Some of these have a boost functionality that can increase the operating frequency so I will also test this where available.

Intersil 7660S Microcip TC7660 Linear LTC1144 Misterion 7662
37mA 41mA 36mA 31mA
1.6V 1.0V 1.3V 1.5V
3kHz 6kHz 3kHz 2kHz

We have some pretty picture too, taken with the scope. You can say which is which by looking at the Vpp and frequency values.


The doubled waveform is obviously a trigger error captured by the scope.

TC7660 LTC 1144 without boost unk-boost

Out of the bunch, the last two also had a boost function which would increase the switching frequency. That should have also been available for Intersil 7660S but it didn’t work. Perhaps I had a fake of defective batch.

Linear LTC1144 + boost Misterion 7662 + boost
30mA 30mA
0.7V 1.2V
37kHz 2.7kHz

LTC 1144 with boost unk+boost

LTC1144 actually stats to look acceptable, especially compared with the others. It’s oscillating at much more higher frequencies than audible. Even though the ripple is huge, at least is much better than the others. I guess it makes sense now that is twice the cost of the next one in the bunch.

Still, 700mV ripple is huge. According to the datasheet we should be able to do much better.

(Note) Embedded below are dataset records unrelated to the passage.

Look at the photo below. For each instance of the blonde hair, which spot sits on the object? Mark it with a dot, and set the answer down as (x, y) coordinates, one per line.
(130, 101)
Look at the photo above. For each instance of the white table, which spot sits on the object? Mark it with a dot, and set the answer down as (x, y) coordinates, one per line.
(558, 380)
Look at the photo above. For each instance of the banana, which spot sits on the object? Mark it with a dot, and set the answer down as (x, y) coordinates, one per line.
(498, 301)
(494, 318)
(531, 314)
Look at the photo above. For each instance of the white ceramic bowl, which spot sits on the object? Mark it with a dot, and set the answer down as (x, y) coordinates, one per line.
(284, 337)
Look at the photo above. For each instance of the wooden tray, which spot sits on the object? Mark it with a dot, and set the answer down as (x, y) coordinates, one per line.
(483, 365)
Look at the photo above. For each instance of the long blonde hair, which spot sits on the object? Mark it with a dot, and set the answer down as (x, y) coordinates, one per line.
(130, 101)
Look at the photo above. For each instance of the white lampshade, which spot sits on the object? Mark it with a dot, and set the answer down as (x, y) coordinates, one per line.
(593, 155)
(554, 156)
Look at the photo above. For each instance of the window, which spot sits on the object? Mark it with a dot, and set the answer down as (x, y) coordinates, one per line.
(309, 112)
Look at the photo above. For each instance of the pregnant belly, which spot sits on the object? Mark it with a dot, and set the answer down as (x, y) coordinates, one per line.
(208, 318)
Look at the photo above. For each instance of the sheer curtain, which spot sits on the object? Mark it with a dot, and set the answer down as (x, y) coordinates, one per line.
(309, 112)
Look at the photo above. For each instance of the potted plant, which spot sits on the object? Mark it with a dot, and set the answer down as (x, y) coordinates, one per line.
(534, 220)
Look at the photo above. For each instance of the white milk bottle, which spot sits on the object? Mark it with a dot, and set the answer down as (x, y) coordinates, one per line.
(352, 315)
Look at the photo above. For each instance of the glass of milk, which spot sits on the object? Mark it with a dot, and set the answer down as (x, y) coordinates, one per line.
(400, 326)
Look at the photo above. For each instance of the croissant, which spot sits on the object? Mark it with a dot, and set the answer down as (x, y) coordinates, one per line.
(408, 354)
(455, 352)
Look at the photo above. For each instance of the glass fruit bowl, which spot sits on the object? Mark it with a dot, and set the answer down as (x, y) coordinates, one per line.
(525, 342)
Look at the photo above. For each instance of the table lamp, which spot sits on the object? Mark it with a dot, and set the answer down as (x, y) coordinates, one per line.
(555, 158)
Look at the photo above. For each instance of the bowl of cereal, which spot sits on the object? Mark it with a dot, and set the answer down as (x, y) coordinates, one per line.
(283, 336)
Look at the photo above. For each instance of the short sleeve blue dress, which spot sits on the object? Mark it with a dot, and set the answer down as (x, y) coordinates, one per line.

At the bottom of page 7, the datasheet tells us that capacitors are not critical. On the other hand they also show that most of the charts go up to 20mA, even though one goes up to 50mA. Still, regular 10uF electrolytic caps have a pretty big ESR. At high frequencies, the resistance of the caps should greatly influence the transfer of energy from C1 to C2, thus it will increase the ripple and decrease the output current.

Let’s test LTC1144 with 10uF capacitors that have much lower ESR.

  Tantalun Ceramic
Current 40mA 39mA
Ripple 0.8V 1.0V
Freq 3kHz 3kHz

Already a big difference even at the lower frequencies. Surely it would be better once we activate the boost function.

  Tantalun Ceramic
Current 30mA 33mA
Ripple 0.3V 0.16V
Freq 37kHz 36kHz

LTC 1144 with boost

That’s more like it! LTC1144 is the only decent charge pump for this job. With 10uF ceramic caps, it shows the best performance, even though that is not mentioned in the datasheet. Perhaps I am missing something but even so, tantalum caps are a much better option and they make a huge difference.


  • The difference between pin compatible parts ca be huge.
  • The ESR of capacitors can be a huge influence in various applications.
  • Charge pumps could be a very decent option where low power is required.
  • LTC1144 is significantly more expensive than the bunch that was tested but it’s performance is much better.

One thing that was brought to my attention is that I didn’t mention the voltage drop is huge with our 100 Ohm load. After we account for the output resistance in our IC, if we put 8V in, we will get -3.3V out.

Unfortunately I think I need a few times more current than these can deliver for driving headphones decently. Even though I could parallel more charge pumps ICs, I will also consider LT1054. If that doesn’t work perhaps I will have to consider a switching power supply with an inductor.